Canva's Funnel
90% of content receives zero organic traffic from Google….
And Canva? 156M organic visits from search every month.
Which is estimated to be worth $28M. And is directly driving 20% of Canva’s annual $1.7 billion in revenue.
Which created these three questions in my head:
- What’s driving this traffic?
- How do they create free tools around their ICP’s job to be done?
- How do they convert this traffic into paid users?
Your ideal customer has specific jobs to be done.
For example, a Head of Social may need an Instagram story template. A GIF maker. A video editor. A carousel builder. To name a few.
These are all “jobs to be done.” And when you look at this from a birds-eye view - it sounds like this “Head of Social” needs an all-in-one tool.
But people don’t search for all-in-one tools or solutions.
They search for one of one solutions. Solutions very specific to a problem or need.
And Canva knows this. Optimizes for this. And funnels the one-of-one solutions down to the all-in-one solution.
Lemme show you…
Awareness Phase: Target specific solution-oriented keywords
Let’s start here.
The keyword “logo-maker” gets 260k searches a month.
The keyword “meme-generator” gets 698k searches.
So, Canva created FREE tools to match the intent behind these searches.
Because they know if they can get an unaware user to experience Canva, they can later upsell the paid version.
But the first step is getting users into the funnel…
So, to scale this Canva created templatized dedicated landing pages for each tool.
They’re simple. Straight to the point. And help fast-track the user from unaware to an aha moment.
The only action needed? To sign up via Gmail, Facebook, or email.

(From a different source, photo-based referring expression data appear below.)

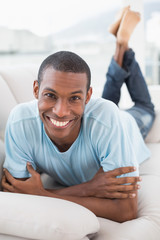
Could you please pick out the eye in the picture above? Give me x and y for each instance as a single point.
(50, 95)
(75, 98)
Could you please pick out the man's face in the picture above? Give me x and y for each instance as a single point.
(61, 101)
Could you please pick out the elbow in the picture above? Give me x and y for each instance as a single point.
(129, 211)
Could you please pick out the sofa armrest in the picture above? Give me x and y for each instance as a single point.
(2, 157)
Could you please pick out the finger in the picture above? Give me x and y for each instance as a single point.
(120, 171)
(6, 186)
(30, 168)
(126, 180)
(123, 188)
(120, 195)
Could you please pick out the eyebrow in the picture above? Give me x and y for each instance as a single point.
(52, 90)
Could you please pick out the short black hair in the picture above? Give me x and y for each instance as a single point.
(65, 61)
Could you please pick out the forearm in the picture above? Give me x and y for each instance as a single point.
(119, 210)
(80, 190)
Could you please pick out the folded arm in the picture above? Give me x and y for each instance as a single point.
(116, 209)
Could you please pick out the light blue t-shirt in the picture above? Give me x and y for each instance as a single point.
(108, 137)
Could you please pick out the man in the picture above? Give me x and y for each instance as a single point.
(87, 145)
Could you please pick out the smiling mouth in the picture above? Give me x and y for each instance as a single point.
(59, 124)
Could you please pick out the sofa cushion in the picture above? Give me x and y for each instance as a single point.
(35, 217)
(154, 134)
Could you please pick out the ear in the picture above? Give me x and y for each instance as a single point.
(35, 89)
(89, 94)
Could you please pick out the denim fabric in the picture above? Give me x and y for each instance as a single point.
(131, 75)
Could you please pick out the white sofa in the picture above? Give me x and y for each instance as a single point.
(33, 217)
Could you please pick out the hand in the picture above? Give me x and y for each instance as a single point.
(107, 185)
(32, 185)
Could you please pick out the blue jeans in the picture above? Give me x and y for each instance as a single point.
(130, 73)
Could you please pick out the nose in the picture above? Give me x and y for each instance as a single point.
(61, 108)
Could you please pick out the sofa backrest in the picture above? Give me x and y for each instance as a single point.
(15, 87)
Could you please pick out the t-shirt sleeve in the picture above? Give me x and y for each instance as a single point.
(18, 151)
(115, 148)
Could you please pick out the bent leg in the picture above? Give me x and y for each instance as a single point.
(115, 76)
(143, 110)
(136, 84)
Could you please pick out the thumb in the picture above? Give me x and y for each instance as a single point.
(30, 168)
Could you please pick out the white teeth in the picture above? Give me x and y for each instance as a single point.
(59, 124)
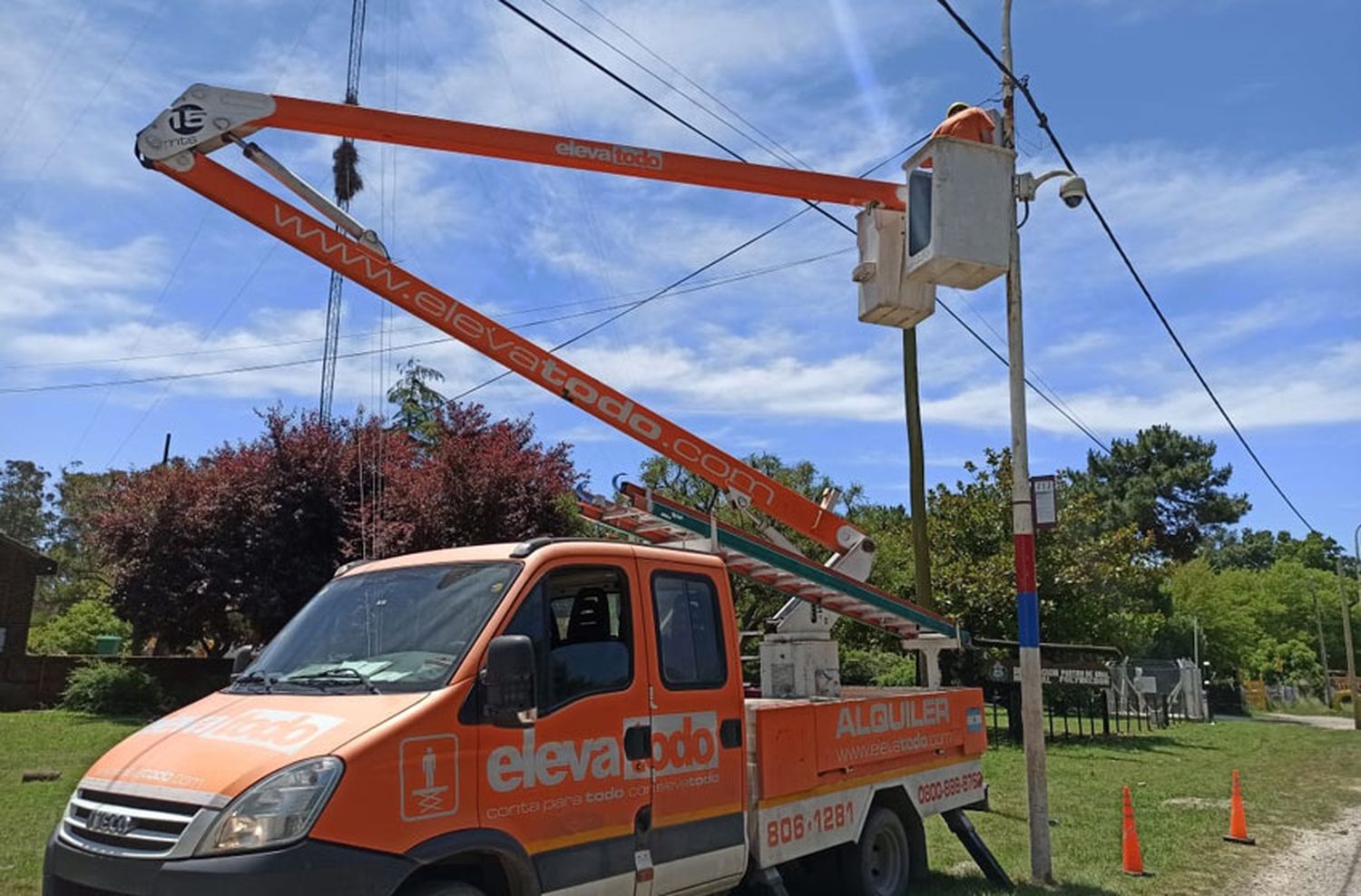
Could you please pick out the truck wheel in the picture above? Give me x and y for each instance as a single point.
(879, 861)
(443, 888)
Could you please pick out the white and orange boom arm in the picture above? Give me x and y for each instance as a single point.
(204, 119)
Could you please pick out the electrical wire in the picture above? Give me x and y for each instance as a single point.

And within seconds - you’re creating.
Now, you’re in Canva’s funnel.
But they go a step further to create the funnel based on intent…

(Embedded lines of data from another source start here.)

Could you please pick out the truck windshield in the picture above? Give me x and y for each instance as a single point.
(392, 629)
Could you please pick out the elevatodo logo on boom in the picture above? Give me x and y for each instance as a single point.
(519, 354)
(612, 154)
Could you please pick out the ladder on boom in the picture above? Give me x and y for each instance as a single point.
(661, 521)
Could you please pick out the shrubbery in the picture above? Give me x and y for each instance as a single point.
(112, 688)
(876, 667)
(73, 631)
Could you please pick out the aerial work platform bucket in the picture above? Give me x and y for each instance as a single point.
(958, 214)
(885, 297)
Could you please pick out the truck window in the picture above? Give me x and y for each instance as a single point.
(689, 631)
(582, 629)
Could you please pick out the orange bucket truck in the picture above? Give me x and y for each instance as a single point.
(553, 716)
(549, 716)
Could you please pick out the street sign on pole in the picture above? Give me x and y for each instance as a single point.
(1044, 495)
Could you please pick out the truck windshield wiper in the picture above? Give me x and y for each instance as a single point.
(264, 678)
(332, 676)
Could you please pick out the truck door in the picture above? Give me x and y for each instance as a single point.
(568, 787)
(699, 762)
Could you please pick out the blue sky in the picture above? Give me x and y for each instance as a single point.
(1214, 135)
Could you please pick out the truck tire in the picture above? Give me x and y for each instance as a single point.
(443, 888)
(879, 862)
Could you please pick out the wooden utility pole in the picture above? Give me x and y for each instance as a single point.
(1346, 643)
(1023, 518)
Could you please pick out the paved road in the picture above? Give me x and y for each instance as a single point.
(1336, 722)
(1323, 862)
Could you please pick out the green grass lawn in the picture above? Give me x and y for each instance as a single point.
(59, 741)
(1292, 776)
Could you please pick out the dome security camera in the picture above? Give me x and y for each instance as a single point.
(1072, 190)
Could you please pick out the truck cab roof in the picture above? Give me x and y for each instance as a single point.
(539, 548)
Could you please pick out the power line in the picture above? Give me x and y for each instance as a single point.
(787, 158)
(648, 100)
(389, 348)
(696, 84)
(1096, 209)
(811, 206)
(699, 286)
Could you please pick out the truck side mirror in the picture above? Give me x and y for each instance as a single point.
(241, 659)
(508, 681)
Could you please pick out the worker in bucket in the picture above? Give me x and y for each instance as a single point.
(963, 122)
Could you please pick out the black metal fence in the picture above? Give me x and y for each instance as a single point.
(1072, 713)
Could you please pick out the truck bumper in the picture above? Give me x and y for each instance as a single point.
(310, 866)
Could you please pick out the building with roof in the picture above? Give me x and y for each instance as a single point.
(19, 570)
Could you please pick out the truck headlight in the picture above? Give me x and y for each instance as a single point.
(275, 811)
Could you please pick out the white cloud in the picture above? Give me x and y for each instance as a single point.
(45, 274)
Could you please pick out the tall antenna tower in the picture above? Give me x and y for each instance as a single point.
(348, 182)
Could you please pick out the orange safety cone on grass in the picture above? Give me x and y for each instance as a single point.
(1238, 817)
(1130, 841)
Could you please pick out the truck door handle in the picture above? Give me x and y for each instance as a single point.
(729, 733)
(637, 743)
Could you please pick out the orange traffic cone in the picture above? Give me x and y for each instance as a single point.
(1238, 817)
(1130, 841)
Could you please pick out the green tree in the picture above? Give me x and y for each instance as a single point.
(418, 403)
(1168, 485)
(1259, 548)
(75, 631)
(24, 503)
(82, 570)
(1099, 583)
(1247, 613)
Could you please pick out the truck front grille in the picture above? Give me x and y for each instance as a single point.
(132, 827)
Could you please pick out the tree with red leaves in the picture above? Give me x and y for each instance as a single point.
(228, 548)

Consideration Phase: Design experience around search intent
Consider these two keywords:
Resume templates vs. Resume maker
They seem similar but signal different intent.

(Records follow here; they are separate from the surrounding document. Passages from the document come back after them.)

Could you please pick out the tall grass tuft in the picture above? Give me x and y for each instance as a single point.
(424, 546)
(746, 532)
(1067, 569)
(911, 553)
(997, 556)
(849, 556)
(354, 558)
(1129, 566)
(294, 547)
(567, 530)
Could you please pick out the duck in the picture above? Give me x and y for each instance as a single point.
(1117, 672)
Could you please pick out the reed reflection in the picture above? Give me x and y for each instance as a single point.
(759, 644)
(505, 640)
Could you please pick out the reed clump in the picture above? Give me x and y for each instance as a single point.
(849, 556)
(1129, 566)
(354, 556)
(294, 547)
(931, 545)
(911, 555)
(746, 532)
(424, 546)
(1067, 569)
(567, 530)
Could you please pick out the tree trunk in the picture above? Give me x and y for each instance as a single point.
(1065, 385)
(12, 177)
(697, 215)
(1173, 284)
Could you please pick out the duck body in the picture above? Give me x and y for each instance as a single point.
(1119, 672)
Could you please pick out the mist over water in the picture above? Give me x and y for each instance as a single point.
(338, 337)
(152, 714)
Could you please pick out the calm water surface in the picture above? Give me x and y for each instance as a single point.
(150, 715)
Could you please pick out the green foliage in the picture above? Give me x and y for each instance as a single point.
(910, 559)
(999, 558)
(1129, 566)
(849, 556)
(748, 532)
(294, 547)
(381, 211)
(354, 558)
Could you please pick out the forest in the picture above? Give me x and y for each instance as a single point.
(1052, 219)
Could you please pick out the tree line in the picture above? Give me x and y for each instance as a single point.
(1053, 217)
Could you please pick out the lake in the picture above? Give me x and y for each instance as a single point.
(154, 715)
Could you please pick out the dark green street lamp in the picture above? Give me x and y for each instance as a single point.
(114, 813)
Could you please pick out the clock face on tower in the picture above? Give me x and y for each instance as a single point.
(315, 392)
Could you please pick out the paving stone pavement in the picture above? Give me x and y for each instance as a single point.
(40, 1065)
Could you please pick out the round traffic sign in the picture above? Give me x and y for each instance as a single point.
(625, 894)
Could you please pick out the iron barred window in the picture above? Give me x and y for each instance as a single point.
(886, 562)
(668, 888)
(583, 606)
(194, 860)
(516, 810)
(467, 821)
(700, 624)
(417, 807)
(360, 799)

One person is looking for a plug-and-play option.
The other is looking to create.
Canva recognized the difference in intent and designed different types of experiences to align accordingly.
One landing page highlights why Canva is great for building resumes.
The other landing page highlights the extensive library of free resumes.
Different needs. Different entry points. Same funnel structure. Just personalized to the intent.
Conversion: use freemium to acquire users
Canva gives users a basic version of their paid solution.
This acts as a bridge by solving a specific problem at a specific moment in time.
The initial value from a free tool provides immediate relief. Almost like a pain killer. Where the paid solution is physical therapy to get rid of a potential long-term problem.
Now. Your turn.
Your Playbook in Action
To recap - your ideal customer has a specific job to be done.
Canva took their paid product. Broke it down into singular products. Positioned those products as tools.
Then they layer in SEO to make it easy for their ideal users to find the tool while grappling with a specific problem.
Rather than marketing the “perfect tool for designers”, they made a badass meme generator.
And in the exact moment you need to make a meme, Canva is at the top of your Google search when you search for, “meme generator.”
This is how you replicate Canvas strategy:
- Define your ideal customer persona.
- Brainstorm at least 20 specific jobs to be done for your ICP
- Identify the top 3-5 JTBD (jobs-to-be-done).
- Plug in the keyword into Ahrefs.
- Filter by questions to see the most searched questions related to the problem.
- Create a guide, playbook, or free tool for each question.
- Move users from free resources to paid versions
- This can be done through extensive marketing via ads, email, or SMS or by creating restrictions/limits for free users before bridging them to a paid account.